The Government of Karnataka (India) will organise a three day International Conference on the theme: ‘Reclaiming Social Justice, Revisiting Ambedkar.’ This Conference celebrates the 126th birth anniversary of Dr. B.R. Ambedkar by using his life and work as inspiration to reflect on the contemporary significance of social, political and economic justice in India and across the world. The organisers believe that this Conference may reshape and reorder political and policy priorities in current public discourse especially in complex, deeply diverse, and inegalitarian societies such as India. This event will emphasise sustained engagement between theory and practice by bringing together academics and social activists on one hand and those involved in governance, politics, and policy on the other.

This Conference takes place at a time when the values of social, political and economic justice are under attack at several levels: constitutional norms and public institutions created to fight against dominance and subservience have proved inadequate or have been subverted; norms and policies often pay lip service to egalitarian considerations; and the rise of social intolerance and exclusion tends to effectively whittle down or even sabotage an inclusive conception of polity and citizenship. The complexity of the social, political and economic environment in which the value of social justice has to be envisaged too has undergone significant changes too: we understand social inequality and diversity to be layered and multidimensional; and the State has to reckon with several competing centres of religious, communal and cultural allegiances. Despite these challenges new sites for social and political assertions have reemerged renewing the call for social justice. Social activism in India today is much inspired by Dr B.R. Ambedkar’s insightful work analysing complex social and political challenges and proposing daring and radical policy measures in response. His approach to critical intellectual and policy challenges may inspire similar interventions elsewhere in the world, particularly in the global South.

This conference is an invitation to substantially re-think current social, political and economic paradigms motivated by Dr. B.R. Ambedkar’s imaginative and creative work.
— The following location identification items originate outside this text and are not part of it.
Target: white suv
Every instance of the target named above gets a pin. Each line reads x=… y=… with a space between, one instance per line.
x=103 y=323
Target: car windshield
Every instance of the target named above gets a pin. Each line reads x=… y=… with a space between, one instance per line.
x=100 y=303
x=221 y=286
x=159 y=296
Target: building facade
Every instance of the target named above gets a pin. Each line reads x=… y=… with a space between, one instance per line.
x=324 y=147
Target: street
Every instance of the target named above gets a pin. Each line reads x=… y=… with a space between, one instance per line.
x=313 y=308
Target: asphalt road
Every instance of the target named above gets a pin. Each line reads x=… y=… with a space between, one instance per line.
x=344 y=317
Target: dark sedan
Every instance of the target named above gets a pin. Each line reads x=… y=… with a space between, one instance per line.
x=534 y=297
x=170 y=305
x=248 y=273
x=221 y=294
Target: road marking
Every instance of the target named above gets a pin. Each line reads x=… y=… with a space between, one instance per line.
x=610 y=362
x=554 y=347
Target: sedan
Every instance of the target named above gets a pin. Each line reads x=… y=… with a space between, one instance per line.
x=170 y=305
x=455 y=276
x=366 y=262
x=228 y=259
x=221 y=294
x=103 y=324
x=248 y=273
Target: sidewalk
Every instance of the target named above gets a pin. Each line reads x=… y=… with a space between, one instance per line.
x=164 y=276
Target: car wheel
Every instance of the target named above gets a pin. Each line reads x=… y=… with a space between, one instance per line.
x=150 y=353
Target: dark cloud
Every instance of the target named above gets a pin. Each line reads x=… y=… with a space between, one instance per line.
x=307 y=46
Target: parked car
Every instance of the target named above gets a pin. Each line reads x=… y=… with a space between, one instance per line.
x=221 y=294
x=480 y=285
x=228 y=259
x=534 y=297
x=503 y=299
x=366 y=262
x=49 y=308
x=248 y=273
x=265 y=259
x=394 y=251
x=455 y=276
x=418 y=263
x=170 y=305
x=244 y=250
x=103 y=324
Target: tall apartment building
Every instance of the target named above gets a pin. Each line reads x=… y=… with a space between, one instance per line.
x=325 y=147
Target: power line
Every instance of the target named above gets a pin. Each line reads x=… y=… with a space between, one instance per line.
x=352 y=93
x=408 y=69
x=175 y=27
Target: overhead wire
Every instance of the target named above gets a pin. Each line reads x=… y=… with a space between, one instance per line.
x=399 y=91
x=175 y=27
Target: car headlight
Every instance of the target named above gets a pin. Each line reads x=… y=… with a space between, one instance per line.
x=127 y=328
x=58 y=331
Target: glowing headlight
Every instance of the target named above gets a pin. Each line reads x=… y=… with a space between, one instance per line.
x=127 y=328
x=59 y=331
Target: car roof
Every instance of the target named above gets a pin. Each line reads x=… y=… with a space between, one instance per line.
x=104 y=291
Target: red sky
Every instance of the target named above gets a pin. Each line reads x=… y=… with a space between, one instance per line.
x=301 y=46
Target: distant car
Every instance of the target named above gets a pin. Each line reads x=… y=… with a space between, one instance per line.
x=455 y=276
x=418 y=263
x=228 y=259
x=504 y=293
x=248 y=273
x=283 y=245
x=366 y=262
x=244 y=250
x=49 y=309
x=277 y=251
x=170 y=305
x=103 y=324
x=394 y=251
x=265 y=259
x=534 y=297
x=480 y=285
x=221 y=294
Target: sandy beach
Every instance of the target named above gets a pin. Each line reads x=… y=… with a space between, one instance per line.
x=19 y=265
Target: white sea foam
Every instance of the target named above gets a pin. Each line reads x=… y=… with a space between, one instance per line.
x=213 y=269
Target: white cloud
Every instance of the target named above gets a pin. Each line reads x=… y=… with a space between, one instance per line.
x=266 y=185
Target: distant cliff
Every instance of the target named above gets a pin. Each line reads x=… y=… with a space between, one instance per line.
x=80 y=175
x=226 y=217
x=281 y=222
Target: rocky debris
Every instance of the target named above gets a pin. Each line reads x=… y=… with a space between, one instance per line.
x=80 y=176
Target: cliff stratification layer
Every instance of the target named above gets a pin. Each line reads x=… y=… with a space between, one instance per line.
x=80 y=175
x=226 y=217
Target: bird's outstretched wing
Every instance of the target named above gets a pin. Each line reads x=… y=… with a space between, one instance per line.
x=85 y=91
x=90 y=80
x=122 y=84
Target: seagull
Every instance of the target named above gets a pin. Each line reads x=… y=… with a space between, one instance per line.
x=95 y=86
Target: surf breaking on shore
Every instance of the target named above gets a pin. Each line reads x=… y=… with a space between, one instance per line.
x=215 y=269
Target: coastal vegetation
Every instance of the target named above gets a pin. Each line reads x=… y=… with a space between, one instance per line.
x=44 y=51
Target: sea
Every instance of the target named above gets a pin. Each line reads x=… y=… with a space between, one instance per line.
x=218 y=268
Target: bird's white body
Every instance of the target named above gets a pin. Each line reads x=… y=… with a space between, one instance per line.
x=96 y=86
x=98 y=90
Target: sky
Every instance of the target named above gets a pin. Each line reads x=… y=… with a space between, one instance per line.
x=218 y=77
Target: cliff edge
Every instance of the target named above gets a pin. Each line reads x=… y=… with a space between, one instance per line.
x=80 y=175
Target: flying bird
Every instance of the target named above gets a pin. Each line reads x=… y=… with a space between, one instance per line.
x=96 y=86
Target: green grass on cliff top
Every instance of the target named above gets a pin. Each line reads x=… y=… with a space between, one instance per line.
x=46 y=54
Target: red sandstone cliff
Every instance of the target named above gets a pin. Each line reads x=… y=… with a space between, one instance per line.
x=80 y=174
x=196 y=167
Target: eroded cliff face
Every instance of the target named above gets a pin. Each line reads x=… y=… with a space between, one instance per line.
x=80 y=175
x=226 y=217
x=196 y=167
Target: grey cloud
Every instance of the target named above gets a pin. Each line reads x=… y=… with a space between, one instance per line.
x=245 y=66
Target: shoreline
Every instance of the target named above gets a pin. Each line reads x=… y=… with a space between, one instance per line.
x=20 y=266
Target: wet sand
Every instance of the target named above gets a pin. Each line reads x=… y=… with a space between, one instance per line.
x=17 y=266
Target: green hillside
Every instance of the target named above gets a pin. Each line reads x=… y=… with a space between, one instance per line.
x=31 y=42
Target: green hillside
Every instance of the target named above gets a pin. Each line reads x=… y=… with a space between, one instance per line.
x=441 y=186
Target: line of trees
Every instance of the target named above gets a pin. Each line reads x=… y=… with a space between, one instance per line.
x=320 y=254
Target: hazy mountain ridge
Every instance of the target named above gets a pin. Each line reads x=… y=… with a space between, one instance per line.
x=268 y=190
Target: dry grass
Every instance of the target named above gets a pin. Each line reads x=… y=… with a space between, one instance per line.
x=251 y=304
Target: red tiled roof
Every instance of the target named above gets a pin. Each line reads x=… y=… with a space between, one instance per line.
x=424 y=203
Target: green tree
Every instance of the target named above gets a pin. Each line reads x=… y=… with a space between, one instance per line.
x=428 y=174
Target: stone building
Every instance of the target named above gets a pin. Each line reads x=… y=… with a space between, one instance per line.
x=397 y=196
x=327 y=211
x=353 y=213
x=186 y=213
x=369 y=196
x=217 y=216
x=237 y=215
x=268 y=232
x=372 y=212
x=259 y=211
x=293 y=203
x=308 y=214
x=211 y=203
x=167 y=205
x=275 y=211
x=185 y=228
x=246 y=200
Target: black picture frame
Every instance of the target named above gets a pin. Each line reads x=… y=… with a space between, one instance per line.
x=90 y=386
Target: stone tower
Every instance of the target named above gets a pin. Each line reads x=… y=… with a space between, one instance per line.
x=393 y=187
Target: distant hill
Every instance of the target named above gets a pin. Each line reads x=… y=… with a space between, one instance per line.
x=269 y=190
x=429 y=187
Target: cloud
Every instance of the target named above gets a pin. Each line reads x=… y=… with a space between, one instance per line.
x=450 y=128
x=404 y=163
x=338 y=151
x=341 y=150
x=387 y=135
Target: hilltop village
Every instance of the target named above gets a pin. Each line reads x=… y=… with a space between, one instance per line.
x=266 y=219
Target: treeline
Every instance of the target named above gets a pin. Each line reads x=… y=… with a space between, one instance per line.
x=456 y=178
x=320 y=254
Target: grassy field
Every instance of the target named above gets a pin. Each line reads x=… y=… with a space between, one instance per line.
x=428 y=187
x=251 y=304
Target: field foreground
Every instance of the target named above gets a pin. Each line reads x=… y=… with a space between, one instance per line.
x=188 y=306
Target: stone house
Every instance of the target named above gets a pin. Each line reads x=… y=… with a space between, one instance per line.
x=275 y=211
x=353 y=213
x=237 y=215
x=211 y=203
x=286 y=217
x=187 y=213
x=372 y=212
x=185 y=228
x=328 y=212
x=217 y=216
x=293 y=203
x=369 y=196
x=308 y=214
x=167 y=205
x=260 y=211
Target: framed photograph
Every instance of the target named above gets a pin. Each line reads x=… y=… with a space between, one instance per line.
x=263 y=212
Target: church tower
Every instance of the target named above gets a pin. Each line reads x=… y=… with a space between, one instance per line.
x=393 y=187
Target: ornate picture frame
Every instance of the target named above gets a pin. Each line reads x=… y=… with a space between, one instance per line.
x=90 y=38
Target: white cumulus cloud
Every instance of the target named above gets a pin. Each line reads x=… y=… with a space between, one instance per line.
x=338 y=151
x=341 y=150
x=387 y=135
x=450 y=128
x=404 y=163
The conference has the following objectives:

  1. To explore the idea of social justice for a society that encompasses manifold social inequalities, deep diversities, exclusion and marginality;
  2. To suggest constitutional, institutional and policy responses to the concern of social justice;
  3. To reformulate the conceptual and policy linkages between social justice on one hand and other related norms and concerns;
  4. To identify modes of thought and social and political practices inimical to the pursuit of social justice;
  5. To delineate social and political agency and modes of action conducive to the furtherance of social justice.